Apparently, the gathering came as a response to social media calls, with some encouraging “attacking” the embassy building.

Some of the protesters tried to approach the embassy premises but they were barred by the Gendarmerie Forces, who arrested at least four people, including a woman, according to activists.

The protesters, who represented average people, along with political parties, chanted slogans demanding the cancellation of the peace treaty and closing down Israel’s diplomatic mission. 

Professional associations also condemned this action, including the Jordan Engineers Association and the Jordan Bar Association.   

 

Parliament ‘angry’

 

MPs on Monday expressed anger over the killing of Zuaiter, blaming Israel for the “heinous crime”.

The Palestine Committee in the Lower House issued on Monday a statement in which it condemned the incident, demanding the abolishment of the peace treaty with Israel and encouraged the government to expel the Israeli ambassador in Amman and call back the Jordanian envoy in Tel Aviv.

The committee recalled its previous decision when Israeli Knesset was trying to discuss a petition to deny Jordan’s right as custodian of the Islamic holy shrines in Jerusalem. 

The House Rights and Freedoms Committee chairperson, Rula Hroub, condemned, in a statement carried by Petra, the violent, illegal act targeting a Jordanian civilian. She also expressed her condolences to the Zuaiter family. 

Also on Monday, the Reform Bloc at the Lower House led by MP Mejhem Sqour issued a strongly-worded statement, demanding that the prosecutor general move quickly to file a case against the Israeli army.
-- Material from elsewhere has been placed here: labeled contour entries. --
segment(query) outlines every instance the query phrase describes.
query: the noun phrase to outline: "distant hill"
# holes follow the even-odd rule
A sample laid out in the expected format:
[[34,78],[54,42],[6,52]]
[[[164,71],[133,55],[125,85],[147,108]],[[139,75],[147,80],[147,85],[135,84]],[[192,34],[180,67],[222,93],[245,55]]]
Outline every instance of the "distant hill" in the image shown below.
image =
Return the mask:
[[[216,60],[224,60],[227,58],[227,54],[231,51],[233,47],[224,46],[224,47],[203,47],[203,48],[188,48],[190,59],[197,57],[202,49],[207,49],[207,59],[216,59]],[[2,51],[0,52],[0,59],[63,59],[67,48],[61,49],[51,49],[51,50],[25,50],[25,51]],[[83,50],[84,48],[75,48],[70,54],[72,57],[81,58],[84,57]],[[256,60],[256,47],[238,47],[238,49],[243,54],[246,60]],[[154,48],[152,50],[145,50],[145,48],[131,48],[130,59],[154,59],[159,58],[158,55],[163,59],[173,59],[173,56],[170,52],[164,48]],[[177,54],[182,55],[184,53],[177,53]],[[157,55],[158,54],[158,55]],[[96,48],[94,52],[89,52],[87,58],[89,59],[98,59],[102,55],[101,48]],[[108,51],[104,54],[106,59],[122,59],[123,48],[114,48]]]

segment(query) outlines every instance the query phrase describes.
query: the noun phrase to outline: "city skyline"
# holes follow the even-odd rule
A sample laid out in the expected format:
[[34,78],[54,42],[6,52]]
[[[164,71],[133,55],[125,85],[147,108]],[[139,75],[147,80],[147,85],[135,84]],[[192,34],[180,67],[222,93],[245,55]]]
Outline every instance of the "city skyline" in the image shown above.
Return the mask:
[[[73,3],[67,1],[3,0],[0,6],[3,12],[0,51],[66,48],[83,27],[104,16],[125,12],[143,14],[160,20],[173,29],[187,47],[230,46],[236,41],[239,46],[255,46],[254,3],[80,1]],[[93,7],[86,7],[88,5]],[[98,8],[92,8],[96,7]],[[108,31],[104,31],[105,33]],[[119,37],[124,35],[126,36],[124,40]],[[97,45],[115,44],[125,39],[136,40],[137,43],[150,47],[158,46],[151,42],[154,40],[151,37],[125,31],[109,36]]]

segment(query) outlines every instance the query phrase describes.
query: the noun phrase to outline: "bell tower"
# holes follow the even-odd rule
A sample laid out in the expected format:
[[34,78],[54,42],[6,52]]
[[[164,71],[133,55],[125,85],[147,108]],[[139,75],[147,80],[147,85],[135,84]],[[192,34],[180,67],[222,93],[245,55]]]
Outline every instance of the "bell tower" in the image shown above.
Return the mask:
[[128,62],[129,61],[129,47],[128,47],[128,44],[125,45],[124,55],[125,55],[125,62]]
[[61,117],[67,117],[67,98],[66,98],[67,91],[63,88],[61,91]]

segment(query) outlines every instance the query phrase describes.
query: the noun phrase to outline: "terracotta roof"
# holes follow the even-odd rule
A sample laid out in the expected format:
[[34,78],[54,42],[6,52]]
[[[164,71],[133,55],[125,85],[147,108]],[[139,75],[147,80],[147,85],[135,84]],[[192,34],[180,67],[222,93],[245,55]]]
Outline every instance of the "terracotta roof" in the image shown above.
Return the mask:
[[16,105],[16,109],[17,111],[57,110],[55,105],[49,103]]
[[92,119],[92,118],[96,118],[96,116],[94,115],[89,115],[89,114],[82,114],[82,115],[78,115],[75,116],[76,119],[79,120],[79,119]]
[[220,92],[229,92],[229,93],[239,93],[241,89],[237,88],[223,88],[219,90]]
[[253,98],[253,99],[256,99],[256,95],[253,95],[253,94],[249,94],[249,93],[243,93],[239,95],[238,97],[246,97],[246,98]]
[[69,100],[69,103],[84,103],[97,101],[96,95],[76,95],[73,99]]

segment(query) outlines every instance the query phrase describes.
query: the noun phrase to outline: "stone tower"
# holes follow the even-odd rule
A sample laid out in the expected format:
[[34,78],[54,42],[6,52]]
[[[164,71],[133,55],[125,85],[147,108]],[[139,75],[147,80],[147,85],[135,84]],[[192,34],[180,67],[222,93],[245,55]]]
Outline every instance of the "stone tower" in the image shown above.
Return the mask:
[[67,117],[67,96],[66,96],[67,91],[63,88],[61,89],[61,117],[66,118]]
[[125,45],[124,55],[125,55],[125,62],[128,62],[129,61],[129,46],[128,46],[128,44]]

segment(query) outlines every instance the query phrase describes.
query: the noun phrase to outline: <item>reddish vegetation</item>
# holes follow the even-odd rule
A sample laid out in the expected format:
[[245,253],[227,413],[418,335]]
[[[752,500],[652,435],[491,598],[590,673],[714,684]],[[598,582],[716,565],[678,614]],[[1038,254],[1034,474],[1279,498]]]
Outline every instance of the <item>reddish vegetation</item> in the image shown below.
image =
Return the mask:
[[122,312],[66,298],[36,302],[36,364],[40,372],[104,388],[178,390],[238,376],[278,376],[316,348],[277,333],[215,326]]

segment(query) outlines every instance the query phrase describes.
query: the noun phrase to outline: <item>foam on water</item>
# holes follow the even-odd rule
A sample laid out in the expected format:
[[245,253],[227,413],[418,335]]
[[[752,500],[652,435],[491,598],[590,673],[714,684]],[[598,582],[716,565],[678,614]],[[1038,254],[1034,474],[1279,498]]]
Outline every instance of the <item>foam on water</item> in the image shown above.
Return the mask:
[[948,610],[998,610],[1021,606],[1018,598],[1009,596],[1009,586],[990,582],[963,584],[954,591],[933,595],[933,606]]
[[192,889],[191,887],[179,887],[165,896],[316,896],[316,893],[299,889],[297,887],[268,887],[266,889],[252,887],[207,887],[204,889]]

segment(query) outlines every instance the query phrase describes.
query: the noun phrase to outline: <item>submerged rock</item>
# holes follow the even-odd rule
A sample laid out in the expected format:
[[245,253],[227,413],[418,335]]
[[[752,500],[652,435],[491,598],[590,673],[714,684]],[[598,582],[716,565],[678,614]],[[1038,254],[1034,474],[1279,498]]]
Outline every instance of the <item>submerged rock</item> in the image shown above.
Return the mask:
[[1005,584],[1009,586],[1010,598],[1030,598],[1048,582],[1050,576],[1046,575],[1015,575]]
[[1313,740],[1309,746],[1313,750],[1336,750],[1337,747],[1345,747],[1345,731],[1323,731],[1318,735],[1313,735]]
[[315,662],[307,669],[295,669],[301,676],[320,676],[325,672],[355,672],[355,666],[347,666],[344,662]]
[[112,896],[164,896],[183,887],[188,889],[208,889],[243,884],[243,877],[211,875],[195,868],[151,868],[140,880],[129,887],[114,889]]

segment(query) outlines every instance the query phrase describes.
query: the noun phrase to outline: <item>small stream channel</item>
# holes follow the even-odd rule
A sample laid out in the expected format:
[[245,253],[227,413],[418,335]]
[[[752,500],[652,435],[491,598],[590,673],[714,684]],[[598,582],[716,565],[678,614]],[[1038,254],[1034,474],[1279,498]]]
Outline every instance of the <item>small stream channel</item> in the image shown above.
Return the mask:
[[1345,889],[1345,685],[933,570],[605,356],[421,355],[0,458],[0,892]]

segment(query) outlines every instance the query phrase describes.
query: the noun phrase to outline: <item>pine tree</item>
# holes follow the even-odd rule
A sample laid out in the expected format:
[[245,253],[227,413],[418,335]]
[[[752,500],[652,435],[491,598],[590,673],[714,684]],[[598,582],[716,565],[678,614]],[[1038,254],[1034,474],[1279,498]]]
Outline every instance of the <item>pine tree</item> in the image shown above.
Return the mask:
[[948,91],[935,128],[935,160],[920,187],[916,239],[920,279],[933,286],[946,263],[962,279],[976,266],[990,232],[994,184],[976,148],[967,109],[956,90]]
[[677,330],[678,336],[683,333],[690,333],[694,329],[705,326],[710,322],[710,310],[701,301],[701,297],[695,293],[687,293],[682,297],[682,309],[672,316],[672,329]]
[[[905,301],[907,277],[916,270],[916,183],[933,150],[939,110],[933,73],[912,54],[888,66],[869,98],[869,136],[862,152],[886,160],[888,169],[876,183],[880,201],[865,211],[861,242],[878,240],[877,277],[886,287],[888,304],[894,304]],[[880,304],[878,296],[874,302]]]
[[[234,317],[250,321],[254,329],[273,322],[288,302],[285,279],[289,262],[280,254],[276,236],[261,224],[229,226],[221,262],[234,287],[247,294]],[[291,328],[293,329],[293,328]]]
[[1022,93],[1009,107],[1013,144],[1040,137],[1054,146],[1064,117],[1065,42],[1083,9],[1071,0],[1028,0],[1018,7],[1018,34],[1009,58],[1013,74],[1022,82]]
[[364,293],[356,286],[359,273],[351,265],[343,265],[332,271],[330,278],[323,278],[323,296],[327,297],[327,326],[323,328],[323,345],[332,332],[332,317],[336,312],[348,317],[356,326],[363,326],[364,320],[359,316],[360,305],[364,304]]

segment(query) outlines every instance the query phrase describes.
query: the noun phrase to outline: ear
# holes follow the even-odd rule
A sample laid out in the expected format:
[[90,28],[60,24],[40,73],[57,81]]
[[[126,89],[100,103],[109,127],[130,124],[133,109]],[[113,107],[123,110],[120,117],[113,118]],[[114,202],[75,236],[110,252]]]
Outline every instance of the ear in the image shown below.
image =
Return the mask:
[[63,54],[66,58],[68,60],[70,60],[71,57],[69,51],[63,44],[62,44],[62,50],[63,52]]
In remarks to The Jordan Times, Veteran MP Khalil Atiyeh described the incident as “very serious” and vowed that lawmakers will exert “maximum pressure on the government to expel the Israeli ambassador from Amman”.

 

Relatives and friends

 

Relatives and friends of Zuaiter said he was a calm person and never harmed anyone.

Judge Muwafaq Obeidat said he worked with Zuaiter for three years and was respected by his colleagues.

“We also went together to university; he is a man with high morals, and did not harm anyone,” Obeidat said, noting that Zuaiter is an only son.

This was also echoed by Lawyer Samer Mallah, who noted that Zuaiter was one of the most respected judges and his killing was “a shock” for many.

According to his relatives, Zuaiter is a PhD holder in law and has two children; one of them was in hospital the day his father was killed.

One of his cousins told The Jordan Times later in the day that Zuaiter’s parents asked for his burial in Palestine.